CONCLUSIONS: A serotype 3 variant in Malawi has genotypic and phenotypic characteristics that could enhance vaccine escape and clonal expansion after post-PCV13 introduction. Genomic surveillance among high-burden populations is essential to improve the effectiveness of next-generation pneumococcal vaccines.
摘要:
背景:肺炎链球菌血清型3仍然是一个全球性的问题。马拉维于2011年推出了13价肺炎球菌结合疫苗(PCV13),但没有针对血清型3携带的直接保护。我们探讨了血清型3的疫苗逃逸是否是由于具有竞争优势的谱系的克隆扩增。

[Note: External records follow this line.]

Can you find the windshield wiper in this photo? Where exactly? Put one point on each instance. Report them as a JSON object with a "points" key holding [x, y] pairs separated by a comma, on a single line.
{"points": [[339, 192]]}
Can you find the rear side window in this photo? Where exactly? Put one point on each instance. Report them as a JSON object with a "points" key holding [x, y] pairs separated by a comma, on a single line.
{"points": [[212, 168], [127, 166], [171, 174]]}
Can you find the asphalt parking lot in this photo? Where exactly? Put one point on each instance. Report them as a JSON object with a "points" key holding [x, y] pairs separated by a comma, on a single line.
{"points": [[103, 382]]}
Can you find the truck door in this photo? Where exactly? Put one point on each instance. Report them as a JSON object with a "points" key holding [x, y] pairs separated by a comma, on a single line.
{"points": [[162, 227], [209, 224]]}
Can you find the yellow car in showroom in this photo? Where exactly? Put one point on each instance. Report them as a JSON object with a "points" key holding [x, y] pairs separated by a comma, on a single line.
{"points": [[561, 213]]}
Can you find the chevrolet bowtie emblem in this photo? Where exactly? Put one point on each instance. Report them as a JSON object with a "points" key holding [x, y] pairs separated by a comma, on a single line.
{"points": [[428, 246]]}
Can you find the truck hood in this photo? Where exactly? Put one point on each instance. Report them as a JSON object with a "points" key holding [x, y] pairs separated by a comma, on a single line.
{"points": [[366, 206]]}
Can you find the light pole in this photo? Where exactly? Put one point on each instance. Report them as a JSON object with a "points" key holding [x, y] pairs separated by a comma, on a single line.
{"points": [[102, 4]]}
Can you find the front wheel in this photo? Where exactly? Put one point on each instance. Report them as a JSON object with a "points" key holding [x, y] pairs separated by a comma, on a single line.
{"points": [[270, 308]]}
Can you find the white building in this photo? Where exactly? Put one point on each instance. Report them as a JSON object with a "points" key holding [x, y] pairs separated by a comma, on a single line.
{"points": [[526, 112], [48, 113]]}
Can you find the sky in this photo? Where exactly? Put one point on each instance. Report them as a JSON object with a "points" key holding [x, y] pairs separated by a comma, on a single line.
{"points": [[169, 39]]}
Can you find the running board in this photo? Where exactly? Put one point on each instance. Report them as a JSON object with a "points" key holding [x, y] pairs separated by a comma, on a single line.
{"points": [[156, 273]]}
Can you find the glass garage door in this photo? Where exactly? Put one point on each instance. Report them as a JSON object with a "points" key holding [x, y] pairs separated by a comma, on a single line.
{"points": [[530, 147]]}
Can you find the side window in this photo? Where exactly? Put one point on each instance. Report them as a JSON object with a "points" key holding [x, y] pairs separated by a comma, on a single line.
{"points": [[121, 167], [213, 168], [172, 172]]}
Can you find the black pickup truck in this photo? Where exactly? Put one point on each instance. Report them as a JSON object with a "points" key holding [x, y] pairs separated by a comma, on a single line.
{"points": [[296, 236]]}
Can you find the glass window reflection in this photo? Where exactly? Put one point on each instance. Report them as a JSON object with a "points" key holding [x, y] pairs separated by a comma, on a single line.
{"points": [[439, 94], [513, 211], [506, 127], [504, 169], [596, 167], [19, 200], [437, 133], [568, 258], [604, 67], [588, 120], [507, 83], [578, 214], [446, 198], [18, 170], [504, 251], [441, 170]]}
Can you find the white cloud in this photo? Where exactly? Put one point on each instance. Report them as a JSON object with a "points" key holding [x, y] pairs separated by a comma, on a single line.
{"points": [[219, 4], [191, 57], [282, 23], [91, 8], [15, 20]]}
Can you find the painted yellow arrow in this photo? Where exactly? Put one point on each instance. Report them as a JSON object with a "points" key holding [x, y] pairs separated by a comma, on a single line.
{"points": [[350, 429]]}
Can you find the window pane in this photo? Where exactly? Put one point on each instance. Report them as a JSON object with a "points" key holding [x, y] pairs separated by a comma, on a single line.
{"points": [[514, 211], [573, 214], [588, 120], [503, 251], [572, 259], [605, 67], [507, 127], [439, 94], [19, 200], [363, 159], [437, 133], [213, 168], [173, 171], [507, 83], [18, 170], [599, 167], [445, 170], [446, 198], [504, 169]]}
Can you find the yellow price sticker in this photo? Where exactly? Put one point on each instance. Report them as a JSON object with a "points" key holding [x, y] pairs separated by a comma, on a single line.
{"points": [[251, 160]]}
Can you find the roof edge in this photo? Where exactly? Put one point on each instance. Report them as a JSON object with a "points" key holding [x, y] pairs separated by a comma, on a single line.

方法:使用来自全球肺炎球菌测序项目的序列评估了血清型3全球肺炎球菌序列簇(GPSCs)和序列类型(STs)的分布。来自布兰太尔的135种血清型3运输分离株的全基因组序列,马拉维(2015-2019)进行了分析。胶囊轨迹的比较分析,整个基因组,抗菌素耐药性,并进行了系统发育重建。使用来自接种疫苗的成人和儿童的血清样品评估视细胞吞噬作用。
结果:血清型3GPSC10-ST700分离株在马拉维最为突出。与原型血清型3荚膜多糖基因座序列相比,6个基因缺失,保留胶囊多糖的生物合成。该谱系的特征在于增加的抗微生物抗性和较低的对调理吞噬杀伤的敏感性。
结论:马拉维的3型血清型变异体具有基因型和表型特征,可以在PCV13引入后增强疫苗逃逸和克隆扩增。高负担人群的基因组监测对于提高下一代肺炎球菌疫苗的有效性至关重要。
方法:使用来自全球肺炎球菌测序项目的序列评估了血清型3全球肺炎球菌序列簇(GPSCs)和序列类型(STs)的分布。来自布兰太尔的135种血清型3运输分离株的全基因组序列,马拉维(2015-2019)进行了分析。胶囊轨迹的比较分析,整个基因组,抗菌素耐药性,并进行了系统发育重建。使用来自接种疫苗的成人和儿童的血清样品评估视细胞吞噬作用。
结果:血清型3GPSC10-ST700分离株在马拉维最为突出。与原型血清型3荚膜多糖基因座序列相比,6个基因缺失,保留胶囊多糖的生物合成。该谱系的特征在于增加的抗微生物抗性和较低的对调理吞噬杀伤的敏感性。
结论:马拉维的3型血清型变异体具有基因型和表型特征,可以在PCV13引入后增强疫苗逃逸和克隆扩增。高负担人群的基因组监测对于提高下一代肺炎球菌疫苗的有效性至关重要。